Béji Caïd Essebsi à l’hôpital militaire de Tunis entouré du collège de médecins qui s’occupait de lui.

Comme si les Tunisiens n’ont pas suffisamment de soucis avec les difficultés financières de leur pays, aujourd’hui au bord de la cessation de paiement, on leur en invente d’autres, en remuant de vieilles histoires sans queue ni tête, comme celle, vaguement évoquée à la mort de l’ancien président de la république, feu Béji Caïd Essebsi, le 25 juillet 2019, qu’il ait pu être assassiné.
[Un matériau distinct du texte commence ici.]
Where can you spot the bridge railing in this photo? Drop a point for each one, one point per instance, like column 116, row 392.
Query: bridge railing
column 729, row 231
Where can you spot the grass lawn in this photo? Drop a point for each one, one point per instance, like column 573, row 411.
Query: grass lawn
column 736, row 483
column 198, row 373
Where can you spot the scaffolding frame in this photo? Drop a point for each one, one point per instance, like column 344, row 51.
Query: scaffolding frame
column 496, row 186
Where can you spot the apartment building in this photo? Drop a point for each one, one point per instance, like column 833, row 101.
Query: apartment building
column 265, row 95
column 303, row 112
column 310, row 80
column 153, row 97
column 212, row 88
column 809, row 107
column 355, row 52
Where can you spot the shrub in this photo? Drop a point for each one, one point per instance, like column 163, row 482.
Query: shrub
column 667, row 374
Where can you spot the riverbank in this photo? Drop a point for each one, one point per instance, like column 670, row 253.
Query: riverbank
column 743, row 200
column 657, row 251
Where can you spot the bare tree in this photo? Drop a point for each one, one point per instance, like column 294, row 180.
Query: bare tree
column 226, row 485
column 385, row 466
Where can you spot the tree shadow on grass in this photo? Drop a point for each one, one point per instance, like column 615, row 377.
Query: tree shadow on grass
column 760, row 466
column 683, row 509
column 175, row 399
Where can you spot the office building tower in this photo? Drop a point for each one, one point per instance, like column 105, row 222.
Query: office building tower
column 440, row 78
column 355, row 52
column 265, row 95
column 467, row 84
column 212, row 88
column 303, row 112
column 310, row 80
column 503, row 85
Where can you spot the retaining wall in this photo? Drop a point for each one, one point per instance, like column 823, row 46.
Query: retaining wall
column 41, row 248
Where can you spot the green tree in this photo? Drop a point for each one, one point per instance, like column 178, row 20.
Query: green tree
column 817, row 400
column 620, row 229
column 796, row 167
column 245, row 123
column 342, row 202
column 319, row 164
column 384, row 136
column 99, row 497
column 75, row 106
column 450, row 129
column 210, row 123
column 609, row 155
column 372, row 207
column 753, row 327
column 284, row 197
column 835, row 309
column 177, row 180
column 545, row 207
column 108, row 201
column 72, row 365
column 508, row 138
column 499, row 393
De prime abord, cette hypothèse, qu’il va falloir étayer par des preuves matérielles tangibles et non par de vagues allégations judiciairement stupides, semble devoir finir dans les poubelles de l’Histoire, comme ceux qui en furent la source.

Par Imed Bahri

Souvenons-nous, le premier à avoir parlé de ce sujet, c’était le soir du 25 juillet 2019, Hafedh Caïd Essebsi, le fils du défunt président, cité par Nessma TV, et à l’époque, aussi bien le fils du défunt que le patron de la chaîne télévisée aujourd’hui suspendue, cherchaient à déstabiliser le chef du gouvernement Youssef Chahed, qui était en conflit ouvert avec eux et en froid depuis plusieurs mois avec le défunt président.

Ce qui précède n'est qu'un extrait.